Tutto questo con la consapevolezza che l’Italia è un Paese niente affatto semplice “in cui avviare interventi di questo tipo”, considerando che il 75% degli immobili ha più di 70 anni e più dell’80% delle famiglie possiede almeno una proprietà immobiliare, ma tenendo anche conto delle stime dell’Ance (Associazione Nazionale Costruttori Edili), secondo cui è possibile pensare a due milioni di edifici ristrutturati entro il 2035. “Ho istituito già alcuni mesi fa un gruppo di lavoro, con la rappresentanza dell’Ance e vari stakeholder, per fare un ragionamento complessivo partendo dai dati Enea, che costituiscono la classificazione più aggiornata sugli edifici. Su quella stiamo costruendo il modello di percorso, tenendo conto anche delle indicazioni della direttiva, che prevede l’esclusione dagli obblighi di efficientamento di alcune tipologie di edifici, dagli appartamenti al di sotto dei 50 mq a quelli classificati come storici”.
Dal 2028, i nuovi edifici non residenziali dovranno essere a emissioni zero, mentre per quelli residenziali l’obbligo scatterà dal 2030, un obiettivo relativamente semplice da raggiungere con le attuali tecniche costruttive, nonostante i costi superiori rispetto a quelle tradizionali. La vera sfida è un’altra e riguarda gli edifici già esistenti, con un 15% che sarà necessario ristrutturare in modo profondo.

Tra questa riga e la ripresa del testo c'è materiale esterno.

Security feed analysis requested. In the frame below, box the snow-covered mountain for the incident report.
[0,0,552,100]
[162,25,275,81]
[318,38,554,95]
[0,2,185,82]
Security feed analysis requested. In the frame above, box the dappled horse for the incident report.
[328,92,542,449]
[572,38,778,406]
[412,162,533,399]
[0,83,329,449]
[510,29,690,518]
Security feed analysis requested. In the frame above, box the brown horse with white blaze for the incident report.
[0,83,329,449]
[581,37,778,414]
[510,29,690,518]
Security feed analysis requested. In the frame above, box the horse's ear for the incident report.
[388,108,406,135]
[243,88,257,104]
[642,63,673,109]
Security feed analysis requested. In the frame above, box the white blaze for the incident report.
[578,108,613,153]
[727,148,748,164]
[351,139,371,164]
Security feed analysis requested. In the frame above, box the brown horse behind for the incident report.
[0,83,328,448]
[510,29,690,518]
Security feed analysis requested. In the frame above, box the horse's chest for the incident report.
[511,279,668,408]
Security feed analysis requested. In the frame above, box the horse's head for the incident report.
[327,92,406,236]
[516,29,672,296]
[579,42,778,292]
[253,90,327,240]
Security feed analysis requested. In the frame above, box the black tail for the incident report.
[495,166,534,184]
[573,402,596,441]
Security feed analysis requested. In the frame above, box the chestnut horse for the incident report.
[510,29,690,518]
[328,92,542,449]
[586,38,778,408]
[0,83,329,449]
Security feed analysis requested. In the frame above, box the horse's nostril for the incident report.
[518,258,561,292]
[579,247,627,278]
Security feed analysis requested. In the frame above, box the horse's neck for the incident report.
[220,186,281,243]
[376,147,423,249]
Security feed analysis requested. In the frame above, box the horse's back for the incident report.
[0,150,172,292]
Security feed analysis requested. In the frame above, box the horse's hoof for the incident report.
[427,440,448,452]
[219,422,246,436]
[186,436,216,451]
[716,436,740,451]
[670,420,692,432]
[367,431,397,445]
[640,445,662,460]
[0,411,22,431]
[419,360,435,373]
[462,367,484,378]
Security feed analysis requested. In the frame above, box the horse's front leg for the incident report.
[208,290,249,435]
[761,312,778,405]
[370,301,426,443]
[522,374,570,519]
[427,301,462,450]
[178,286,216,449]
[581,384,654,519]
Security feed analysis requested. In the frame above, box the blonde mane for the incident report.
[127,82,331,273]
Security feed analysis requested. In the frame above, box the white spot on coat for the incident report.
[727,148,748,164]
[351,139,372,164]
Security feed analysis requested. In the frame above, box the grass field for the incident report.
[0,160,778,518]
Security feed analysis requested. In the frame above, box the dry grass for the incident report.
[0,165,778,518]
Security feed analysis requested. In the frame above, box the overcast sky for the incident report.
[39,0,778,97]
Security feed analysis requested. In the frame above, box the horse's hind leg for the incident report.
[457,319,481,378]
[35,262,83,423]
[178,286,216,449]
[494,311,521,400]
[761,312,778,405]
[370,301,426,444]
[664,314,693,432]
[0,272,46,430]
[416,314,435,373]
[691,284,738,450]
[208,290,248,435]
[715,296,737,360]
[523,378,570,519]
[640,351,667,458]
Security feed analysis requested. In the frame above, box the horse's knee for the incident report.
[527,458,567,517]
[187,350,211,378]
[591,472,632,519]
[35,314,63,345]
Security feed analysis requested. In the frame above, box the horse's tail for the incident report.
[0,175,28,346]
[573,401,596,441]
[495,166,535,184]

Entrando nello specifico degli interventi, il Ministro spiega: “Per raggiungere gli obiettivi indicati dalla direttiva ci sono diverse possibilità, dalle pompe di calore ai doppi vetri al riscaldamento a pavimento, fino al teleriscaldamento”. Ma è indubbio che il punto dolente resta sempre e comunque uno soltanto: il capitolo finanziamenti. “Già con la prossima legge di Bilancio ribaltiamo il meccanismo della detrazione fiscale, che verrà maggiormente finalizzata agli interventi di efficientamento energetico: si tratta di una parte strutturale della riforma fiscale. Non abbiamo ancora definito però con che percentuali si intende intervenire: le misure devono essere compatibili con il bilancio dello Stato. L’obiettivo è di contribuire al numero più alto possibile di interventi. Per gli incapienti le detrazioni non funzionano, e quindi bisogna intervenire con le sovvenzioni”.